In my case, simple words have done something more valuable. They have sprinkled magical pixie dust to help me sail through many prickly situations. Here are my 4 with due thanks to my teachers.
Situation 1: Smoothing awkward starts to conversations.
When somebody mentions the word – today, “India Today” and “Today’s Show” are my first memory flashes.
Something more earthly? It would be about correcting tense. Something every preschooler parent can relate. Today’s teach becomes yesterday’s taught not teached. As I gently nudge, I wonder – is the irregular verbs list eternal?
Sheryl Sandberg, for her part, added something poignantly powerful and yet different – with the same earthly word – today.
I learned from her to add today after something we frequently say – “how are you?”
Based on my experience, adding “today” to the end of ‘how are you’ does wonders to the receiver. The specificity of “how are you today?” warms them up – the usual vague response become more concrete. And that does something to people. What better way to break the chitchat ice. Try it out and let me know.
Situation 2: When you feel pushed to the wall. Why not be the comeback kid from the corner?
We all use why. In normal circumstances, we ask aloud- why?
In most difficult situations, we tense inwardly with a why. And outwardly we condition ourselves to answer with a yes or a no.
My big aha – in the most difficult situations, speak that very word that turmoils inside and ask it in the best tone you can marshall.
Asking why does something to others – it makes them introspect. Their external push is deflected back inside them.
Who do I need to thank? my young daughter. She hardly says no. She always asks why. I took it to work. It works wonders out of tough situations.
Situation 3: You want to be persuasive and do not know how
English is my second language. Growing up, I was always guided on how to answer a why question. Include the word – because in your answer.
Much later in life, the brilliant Professor Robert Cialdini taught me something that changed my life.
Use the word ‘because’ without ever being asked a question. It does something to people.
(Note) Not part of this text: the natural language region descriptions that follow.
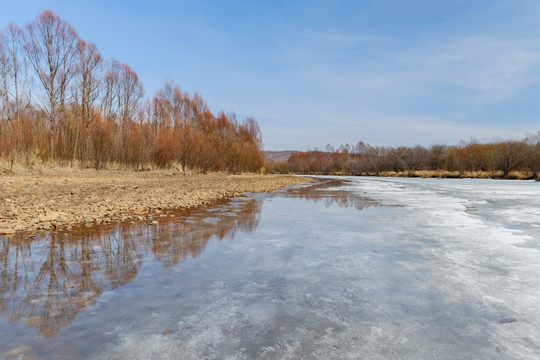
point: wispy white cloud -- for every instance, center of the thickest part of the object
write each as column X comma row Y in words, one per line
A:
column 493, row 68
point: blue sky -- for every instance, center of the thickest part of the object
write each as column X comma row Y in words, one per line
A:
column 388, row 72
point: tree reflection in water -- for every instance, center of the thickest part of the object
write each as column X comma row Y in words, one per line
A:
column 326, row 194
column 48, row 280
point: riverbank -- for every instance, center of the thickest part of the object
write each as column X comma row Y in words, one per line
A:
column 60, row 200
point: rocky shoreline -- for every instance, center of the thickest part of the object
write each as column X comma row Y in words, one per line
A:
column 60, row 201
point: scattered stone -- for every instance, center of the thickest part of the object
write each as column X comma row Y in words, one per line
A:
column 46, row 226
column 48, row 217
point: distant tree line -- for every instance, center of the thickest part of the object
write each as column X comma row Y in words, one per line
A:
column 503, row 159
column 61, row 101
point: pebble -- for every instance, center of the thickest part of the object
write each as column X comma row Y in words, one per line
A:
column 34, row 201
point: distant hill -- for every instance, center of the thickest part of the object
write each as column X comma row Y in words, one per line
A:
column 278, row 156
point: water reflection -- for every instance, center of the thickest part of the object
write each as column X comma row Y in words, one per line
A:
column 47, row 281
column 329, row 194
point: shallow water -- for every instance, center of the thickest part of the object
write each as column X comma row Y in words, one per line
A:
column 372, row 268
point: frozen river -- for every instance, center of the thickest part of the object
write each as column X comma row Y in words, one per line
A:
column 369, row 268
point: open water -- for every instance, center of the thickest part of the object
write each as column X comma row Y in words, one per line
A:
column 366, row 268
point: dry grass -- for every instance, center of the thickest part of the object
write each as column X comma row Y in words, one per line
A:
column 60, row 197
column 518, row 175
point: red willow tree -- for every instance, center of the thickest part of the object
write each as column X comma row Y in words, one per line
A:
column 499, row 160
column 93, row 112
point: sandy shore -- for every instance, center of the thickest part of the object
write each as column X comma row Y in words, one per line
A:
column 37, row 201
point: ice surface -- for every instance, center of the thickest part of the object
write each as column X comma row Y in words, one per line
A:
column 375, row 268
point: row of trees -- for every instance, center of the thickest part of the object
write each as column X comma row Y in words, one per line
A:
column 62, row 101
column 497, row 159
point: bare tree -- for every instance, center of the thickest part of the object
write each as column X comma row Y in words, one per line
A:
column 50, row 47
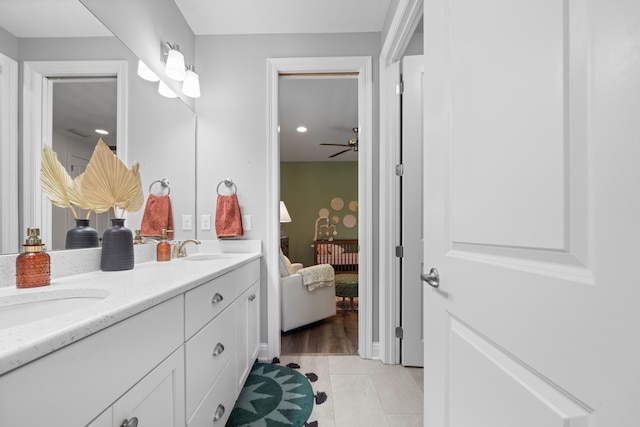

Here is Robert’s research example…
Excuse me, I have 5 pages. May I use the Xerox machine?
60% let the person cut the line.
I have 5 pages. May I use the Xerox machine, because I am in a rush?
94% of people let him cut the line!
My reasoning – as humans, we like to understand reasons. When offered those reasons without asking – the act earns our respect. That does something to all of us. We are more inclined to oblige.
When I am around kids, I notice they use ‘because’ without asking. Some where along the way, we lose that charm. Time to pocket it back.
Situation 4: You are naturally tongue-tied with self inflicted pressure.
And is the word that beads words together. Dangling on its own, it can work wonders. This ad opened up my eyes.
Bridging all 4 words together – to seek your advice.
A friend of mine trades commodities. Outside work, he plays the guitar. When people ask me what I do outside work, I say, “I write blogs.” The predictable follow-up, “What do you write about?” And I pause every time. My answers have run the gamut.
End result is consistently similar – perplexed looks.
Why? I do not know.
Today, I would like to run something by you because I need your help.
Through my blogs, I aspire to share surprisingly ravishing takeaways around simple, daily acts.
Do the words jell? Do you have suggestions?